Active Slices for Sliced Stein Discrepancy

TL;DR

This paper introduces a theoretically justified and computationally efficient method for selecting slicing directions in Sliced Stein Discrepancy, significantly improving performance and speed in high-dimensional goodness-of-fit tests and model learning.

Contribution

It provides theoretical validation for using random slicing directions and proposes a fast spectral algorithm for optimal slicing direction search.

Findings

Achieves 14-80x speed-up in goodness-of-fit tests.

Improves test performance and convergence speed.
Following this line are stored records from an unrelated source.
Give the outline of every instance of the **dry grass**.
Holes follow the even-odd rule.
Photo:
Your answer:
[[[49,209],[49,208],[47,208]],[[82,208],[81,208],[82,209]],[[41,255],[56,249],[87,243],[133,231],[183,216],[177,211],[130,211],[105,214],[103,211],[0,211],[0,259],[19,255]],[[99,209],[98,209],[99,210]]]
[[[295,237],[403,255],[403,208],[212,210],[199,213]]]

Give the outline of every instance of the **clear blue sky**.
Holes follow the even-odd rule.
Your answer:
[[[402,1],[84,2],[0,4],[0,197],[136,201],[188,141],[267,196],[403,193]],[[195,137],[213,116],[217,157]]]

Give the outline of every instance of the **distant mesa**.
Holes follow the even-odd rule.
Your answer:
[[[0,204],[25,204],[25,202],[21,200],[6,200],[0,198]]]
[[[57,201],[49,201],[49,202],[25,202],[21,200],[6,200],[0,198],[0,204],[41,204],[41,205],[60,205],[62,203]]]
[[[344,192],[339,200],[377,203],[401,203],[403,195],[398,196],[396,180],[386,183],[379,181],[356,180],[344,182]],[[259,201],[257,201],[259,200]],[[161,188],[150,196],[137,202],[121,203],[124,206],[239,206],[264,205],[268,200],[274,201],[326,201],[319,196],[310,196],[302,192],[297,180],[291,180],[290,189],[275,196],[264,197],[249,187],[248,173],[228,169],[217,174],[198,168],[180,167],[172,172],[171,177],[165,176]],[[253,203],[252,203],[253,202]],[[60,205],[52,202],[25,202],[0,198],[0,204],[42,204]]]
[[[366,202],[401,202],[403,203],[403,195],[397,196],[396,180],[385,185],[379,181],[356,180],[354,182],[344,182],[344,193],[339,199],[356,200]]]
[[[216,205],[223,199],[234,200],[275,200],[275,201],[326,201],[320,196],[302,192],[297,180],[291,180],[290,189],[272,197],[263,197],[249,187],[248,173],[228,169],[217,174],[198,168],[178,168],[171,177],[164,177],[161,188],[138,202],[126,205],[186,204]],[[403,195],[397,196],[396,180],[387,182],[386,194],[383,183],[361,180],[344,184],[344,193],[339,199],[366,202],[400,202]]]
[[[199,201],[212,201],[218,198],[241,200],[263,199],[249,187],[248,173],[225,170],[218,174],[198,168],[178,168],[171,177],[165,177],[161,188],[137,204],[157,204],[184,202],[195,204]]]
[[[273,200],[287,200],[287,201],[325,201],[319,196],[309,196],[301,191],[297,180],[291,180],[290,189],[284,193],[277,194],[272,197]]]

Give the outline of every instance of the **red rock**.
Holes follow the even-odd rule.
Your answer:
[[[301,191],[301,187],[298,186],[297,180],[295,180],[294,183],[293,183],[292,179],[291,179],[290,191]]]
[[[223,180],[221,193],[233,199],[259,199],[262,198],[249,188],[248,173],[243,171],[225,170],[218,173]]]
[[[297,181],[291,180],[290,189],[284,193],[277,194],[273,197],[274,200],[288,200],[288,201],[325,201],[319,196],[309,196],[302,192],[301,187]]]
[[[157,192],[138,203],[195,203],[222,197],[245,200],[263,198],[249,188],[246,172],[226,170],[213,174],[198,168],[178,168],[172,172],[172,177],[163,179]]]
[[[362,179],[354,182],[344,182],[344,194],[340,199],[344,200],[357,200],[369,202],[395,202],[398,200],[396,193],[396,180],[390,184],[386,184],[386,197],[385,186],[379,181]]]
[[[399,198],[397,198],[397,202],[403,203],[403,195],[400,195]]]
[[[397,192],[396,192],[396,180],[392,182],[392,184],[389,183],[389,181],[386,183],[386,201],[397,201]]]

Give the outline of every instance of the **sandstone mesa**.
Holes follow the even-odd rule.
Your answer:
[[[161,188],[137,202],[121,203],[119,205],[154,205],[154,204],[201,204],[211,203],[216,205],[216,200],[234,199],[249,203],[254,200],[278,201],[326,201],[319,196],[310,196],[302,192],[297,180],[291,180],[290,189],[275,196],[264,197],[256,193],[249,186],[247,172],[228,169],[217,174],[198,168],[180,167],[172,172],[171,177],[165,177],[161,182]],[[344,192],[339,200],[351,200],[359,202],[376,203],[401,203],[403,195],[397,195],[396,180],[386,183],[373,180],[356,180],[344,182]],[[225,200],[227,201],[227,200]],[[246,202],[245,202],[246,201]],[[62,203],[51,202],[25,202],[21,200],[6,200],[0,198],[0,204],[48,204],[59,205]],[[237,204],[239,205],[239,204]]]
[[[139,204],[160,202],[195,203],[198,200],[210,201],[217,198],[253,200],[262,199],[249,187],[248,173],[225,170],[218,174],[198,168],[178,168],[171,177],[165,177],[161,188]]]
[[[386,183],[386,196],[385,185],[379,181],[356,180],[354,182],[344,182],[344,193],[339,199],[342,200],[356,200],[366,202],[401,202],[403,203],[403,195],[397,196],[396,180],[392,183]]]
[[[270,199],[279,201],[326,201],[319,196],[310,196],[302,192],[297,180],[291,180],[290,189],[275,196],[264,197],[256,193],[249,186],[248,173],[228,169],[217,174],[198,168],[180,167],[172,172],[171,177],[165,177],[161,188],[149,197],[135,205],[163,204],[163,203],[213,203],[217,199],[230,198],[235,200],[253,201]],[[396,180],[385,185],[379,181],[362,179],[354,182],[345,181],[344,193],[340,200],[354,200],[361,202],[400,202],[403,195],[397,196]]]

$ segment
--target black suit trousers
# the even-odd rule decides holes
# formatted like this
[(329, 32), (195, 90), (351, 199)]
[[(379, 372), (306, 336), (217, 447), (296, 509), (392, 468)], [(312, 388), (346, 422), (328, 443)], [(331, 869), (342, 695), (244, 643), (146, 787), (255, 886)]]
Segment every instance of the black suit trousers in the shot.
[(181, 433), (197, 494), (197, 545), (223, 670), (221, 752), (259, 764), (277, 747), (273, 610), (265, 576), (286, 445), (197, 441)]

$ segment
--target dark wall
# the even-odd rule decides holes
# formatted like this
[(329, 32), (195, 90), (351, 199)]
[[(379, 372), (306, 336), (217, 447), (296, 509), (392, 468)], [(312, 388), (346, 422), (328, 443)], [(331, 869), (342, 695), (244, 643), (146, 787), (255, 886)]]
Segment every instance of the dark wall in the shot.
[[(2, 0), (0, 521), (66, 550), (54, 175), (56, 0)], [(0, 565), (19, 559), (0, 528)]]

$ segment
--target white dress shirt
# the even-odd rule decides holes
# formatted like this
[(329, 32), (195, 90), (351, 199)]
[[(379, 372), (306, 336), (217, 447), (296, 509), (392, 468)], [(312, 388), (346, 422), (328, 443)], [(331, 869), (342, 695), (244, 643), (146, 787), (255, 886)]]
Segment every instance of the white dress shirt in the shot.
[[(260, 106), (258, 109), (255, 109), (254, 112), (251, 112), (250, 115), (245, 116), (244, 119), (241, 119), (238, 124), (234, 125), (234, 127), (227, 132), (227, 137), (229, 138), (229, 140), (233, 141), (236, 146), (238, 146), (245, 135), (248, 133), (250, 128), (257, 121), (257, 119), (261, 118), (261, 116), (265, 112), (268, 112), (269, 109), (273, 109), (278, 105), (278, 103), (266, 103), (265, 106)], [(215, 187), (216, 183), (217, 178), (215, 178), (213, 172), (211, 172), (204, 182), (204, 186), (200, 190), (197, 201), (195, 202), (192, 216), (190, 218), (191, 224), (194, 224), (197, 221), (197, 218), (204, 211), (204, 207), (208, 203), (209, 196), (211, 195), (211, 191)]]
Validates the use of finite random slices in kernelized SSD.

Abstract

Sliced Stein discrepancy (SSD) and its kernelized variants have demonstrated promising successes in goodness-of-fit tests and model learning in high dimensions. Despite their theoretical elegance, their empirical performance depends crucially on the search of optimal slicing directions to discriminate between two distributions. Unfortunately, previous gradient-based optimisation approaches for this task return sub-optimal results: they are computationally expensive, sensitive to initialization, and they lack theoretical guarantees for convergence. We address these issues in two steps. First, we provide theoretical results stating that the requirement of using optimal slicing directions in the kernelized version of SSD can be relaxed, validating the resulting discrepancy with finite random slicing directions. Second, given that good slicing directions are crucial for practical performance, we propose a fast algorithm for finding such slicing directions based on ideas of active sub-space construction and spectral decomposition. Experiments on goodness-of-fit tests and model learning show that our approach achieves both improved performance and faster convergence. Especially, we demonstrate a 14-80x speed-up in goodness-of-fit tests when comparing with gradient-based alternatives.